Determining the Tactical Challenge of Scenarios to Efficiently Test Automated Driving Systems
Lennart Vater, Sven Tarlowski, Michael Schuldes, Lutz Eckstein
TL;DR
The paper tackles the challenge of selecting relevant test scenarios for automated driving system safety validation by introducing the Challenge Description Method, which uses reachability analysis to describe the tactical difficulty of scenarios in terms of the minimum required lane changes and their timing. By computing a drivable area and constructing a lane-aware reachability graph, it yields human-interpretable descriptions that capture the necessary maneuvers without heavy metric calibration. The method supports offline pre-processing, maps scenarios into a CommonRoad-based framework, and uses forward/backward graph searches to determine the easiest and earliest feasible lane-change plans, producing concise descriptions of scenario difficulty. Four highway scenarios demonstrate that the approach handles both static and moving obstacles and provides insights beyond traditional per-scene metrics, enabling efficient filtering and selection of relevant test scenarios for multiple ADS configurations. The work thus offers a scalable, interpretable, and ADS-agnostic tool for scenario-based safety validation with practical impact on how test databases are curated and used in industry.
Abstract
The selection of relevant test scenarios for the scenario-based testing and safety validation of automated driving systems (ADSs) remains challenging.
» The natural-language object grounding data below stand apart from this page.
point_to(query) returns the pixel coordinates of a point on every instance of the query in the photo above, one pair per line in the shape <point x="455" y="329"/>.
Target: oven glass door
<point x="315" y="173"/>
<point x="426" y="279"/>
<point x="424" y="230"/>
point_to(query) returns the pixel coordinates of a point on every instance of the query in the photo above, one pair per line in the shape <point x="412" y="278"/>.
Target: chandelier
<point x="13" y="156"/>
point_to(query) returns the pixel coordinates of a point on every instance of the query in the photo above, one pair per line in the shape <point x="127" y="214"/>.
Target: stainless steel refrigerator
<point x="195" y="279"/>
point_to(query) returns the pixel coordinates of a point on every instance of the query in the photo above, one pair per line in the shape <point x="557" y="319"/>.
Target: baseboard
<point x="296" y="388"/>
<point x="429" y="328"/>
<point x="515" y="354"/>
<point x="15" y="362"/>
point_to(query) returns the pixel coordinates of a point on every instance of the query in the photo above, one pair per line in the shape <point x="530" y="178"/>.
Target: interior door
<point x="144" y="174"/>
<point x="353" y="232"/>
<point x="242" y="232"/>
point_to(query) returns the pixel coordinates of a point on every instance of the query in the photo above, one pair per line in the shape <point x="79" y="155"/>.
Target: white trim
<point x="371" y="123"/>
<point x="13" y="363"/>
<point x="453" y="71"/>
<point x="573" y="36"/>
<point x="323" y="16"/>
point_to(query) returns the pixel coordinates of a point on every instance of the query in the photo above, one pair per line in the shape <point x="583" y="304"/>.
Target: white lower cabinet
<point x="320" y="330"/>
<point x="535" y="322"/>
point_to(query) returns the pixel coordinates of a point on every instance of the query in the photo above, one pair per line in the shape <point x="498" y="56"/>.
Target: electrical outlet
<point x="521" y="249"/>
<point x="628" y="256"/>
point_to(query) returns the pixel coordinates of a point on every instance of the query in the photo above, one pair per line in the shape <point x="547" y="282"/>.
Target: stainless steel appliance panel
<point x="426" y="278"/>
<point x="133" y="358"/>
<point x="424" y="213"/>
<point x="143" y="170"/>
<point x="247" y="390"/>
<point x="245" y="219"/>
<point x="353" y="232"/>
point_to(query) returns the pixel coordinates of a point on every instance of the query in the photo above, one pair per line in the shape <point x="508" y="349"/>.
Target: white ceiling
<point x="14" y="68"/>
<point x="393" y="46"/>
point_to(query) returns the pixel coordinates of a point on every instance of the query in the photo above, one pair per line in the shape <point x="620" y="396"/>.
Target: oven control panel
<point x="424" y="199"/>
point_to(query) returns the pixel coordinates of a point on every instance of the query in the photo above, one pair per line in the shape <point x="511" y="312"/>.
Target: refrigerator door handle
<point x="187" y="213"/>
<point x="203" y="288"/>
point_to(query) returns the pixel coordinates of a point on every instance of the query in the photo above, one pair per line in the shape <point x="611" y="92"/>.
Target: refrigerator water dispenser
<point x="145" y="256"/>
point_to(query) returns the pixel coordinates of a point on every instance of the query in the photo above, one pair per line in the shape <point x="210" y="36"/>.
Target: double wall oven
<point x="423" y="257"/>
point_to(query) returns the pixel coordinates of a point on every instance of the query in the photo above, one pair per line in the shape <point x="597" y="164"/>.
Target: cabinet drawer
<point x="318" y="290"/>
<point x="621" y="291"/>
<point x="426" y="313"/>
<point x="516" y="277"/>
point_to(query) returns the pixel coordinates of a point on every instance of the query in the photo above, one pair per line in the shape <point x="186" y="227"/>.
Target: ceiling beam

An important aspect of the relevance of a scenario is the challenge it poses for an ADS. Existing methods for calculating the challenge of a scenario aim to express the challenge in terms of a metric value. Metric values are useful to select the least or most challenging scenario. However, they fail to provide human-interpretable information on the cause of the challenge which is critical information for the efficient selection of relevant test scenarios. Therefore, this paper presents the Challenge Description Method that mitigates this issue by analyzing scenarios and providing a description of their challenge in terms of the minimum required lane changes and their difficulty. Applying the method to different highway scenarios showed that it is capable of analyzing complex scenarios and providing easy-to-understand descriptions that can be used to select relevant test scenarios.